A giudicare dalle statistiche, dai rapporti annuali ministeriali, dai siti web generalisti e professionali, sembra che il numero e le tipologie di università siano in numero variabile. E, fatto più grave, si insiste nella distinzione luciferina tra università statali e università non statali, che oramai non è più ancorata ad alcun significato.

L’errore è duplice: tanto di natura giuridica, quanto di natura linguistica. Poi ci sono meri errori di calcolo sfuggiti al controllo statistico, ma presenti nel sito web del Ministero e che esamineremo a breve.

La legge 9 maggio 1989, n. 168, istitutiva dell’allora Ministero dell’università e della ricerca scientifica e tecnologica (Murst), ha segnato un vero e proprio spartiacque nella storia istituzionale universitaria. Con l’art. 6 fu attuato anche l’art. 33 della Costituzione e sancita la trasformazione degli atenei da articolazioni periferiche dello Stato a enti pubblici autonomi dotati di personalità giuridica.

Il passaggio non fu privo di criticità. L’autonomia ha richiesto nel corso degli anni un parallelo sviluppo di sistemi di valutazione e di controllo (culminati poi con l’istituzione dell’Anvur e con la legge 30 dicembre 2010, n. 240), anche al fine di bilanciare la libertà di autogoverno con la responsabilità nell’uso di denaro pubblico. Autonomia, infatti, non significa anarchia istituzionale. Non siamo di fronte a un dettaglio tecnico, bensì a una scelta costituzionale e di politica del diritto che ha avuto conseguenze profonde sull’intera architettura del sistema.

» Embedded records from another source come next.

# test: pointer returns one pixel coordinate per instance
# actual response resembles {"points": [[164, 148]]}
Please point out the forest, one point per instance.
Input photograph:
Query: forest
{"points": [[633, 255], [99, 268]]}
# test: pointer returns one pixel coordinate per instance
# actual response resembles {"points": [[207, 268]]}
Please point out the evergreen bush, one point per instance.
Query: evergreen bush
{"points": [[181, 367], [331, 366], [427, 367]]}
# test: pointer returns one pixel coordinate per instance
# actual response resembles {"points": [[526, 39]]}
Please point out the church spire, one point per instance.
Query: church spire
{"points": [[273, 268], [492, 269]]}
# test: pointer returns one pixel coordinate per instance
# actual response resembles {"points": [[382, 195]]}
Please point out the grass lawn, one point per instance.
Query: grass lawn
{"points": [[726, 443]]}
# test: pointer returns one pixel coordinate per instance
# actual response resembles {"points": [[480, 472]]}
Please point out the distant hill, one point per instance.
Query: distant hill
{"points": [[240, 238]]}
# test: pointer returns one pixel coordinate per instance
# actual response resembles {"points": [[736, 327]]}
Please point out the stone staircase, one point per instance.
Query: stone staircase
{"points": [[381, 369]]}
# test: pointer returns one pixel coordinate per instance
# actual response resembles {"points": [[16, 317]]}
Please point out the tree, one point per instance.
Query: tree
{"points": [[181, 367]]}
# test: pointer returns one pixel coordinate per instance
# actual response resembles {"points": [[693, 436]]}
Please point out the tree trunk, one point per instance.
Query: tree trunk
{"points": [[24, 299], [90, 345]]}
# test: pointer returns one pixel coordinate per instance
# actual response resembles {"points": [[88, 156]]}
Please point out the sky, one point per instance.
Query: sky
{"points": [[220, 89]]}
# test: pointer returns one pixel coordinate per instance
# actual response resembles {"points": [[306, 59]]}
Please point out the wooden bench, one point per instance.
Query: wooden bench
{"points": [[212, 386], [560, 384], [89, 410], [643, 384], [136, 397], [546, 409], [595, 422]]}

Le università pubbliche italiane non sono gerarchicamente ordinate al Ministero. La terminologia corrente – statali e non statali – è, pertanto, tecnicamente infondata. Una classificazione aggiornata dovrebbe partire proprio da questa consapevolezza, anche perché le università sono il motore del progresso scientifico e il mantenimento di una nomenclatura sbagliata, giuridicamente e lessicalmente, non depone a favore dell’innovazione, bensì appannaggio di un conservatorismo inutile.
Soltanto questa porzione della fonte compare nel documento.